Pahala melanjutkan, ketika pejabat negara diundang untuk klarifikasi laporan harta kekayaan penyelenggaraa negara (LHKPN) akibat flexing, pihaknya akan mengorek informasi terkait keseluruhan harta kekayaan yang si pejabat negara terima.
Kemudian KPK akan mengecek rekening koran dari si pejabat menjadi dua bagian. Pertama harta yang tidak dilaporkan, kedua transaksi rekening bank dari yang bersangkutan, pasangannya, hingga anaknya yang patut diduga adanya indikasi sebagai suap atau gratifikasi.
"Jadi tidak ada hubungannya dengan flexing kan tidak ada kita cari tasnya beli di mana? Mobilnya, tidak ada kita cari itu," ujarnya.
Lebih lanjut, dia menyampaikan, jika terendus adanya praktik gratifikasi atau suap dalam transaksi rekening bank, maka status si pejabat yang diklarifikasi LHKPN-nya akan naik tingkat ke penyelidikan.

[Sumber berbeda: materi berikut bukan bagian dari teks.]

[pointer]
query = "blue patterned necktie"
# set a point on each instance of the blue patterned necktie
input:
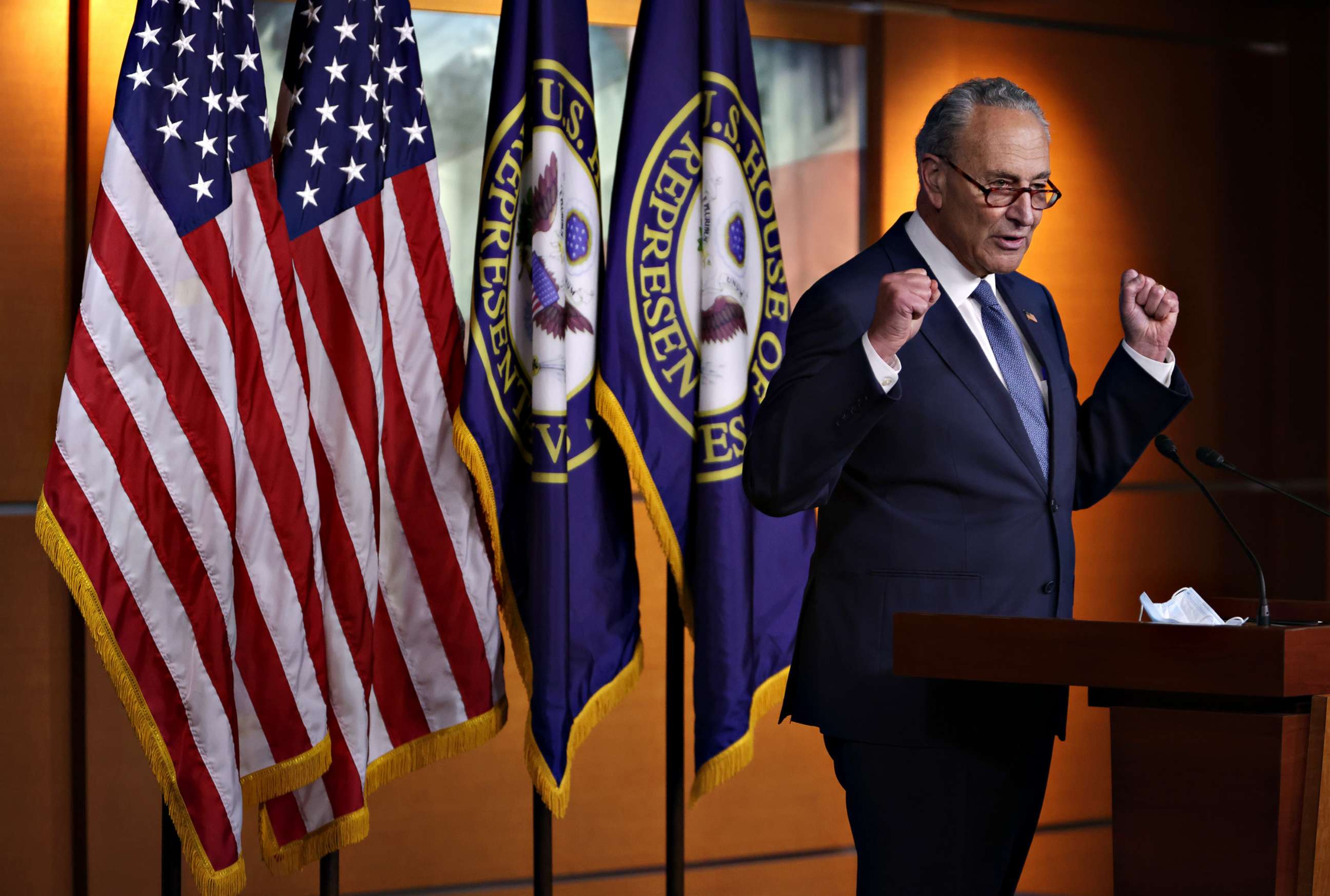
(1015, 370)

"Jadi pencegahan mendapatkan indikasi adanya suap gratifikasi, ada tim majukan ke penyelidikan. Kalau penyelidikan merasa buktinya cukup, naik lah ke penindakan, nah di penindakan kalau dilihat harta yang banyak ini ternyata patut diduga dari pola-pola ini ditetapkan lah TPPU, jadi flexing nya itu kena di pencucian uang," pungkas dia.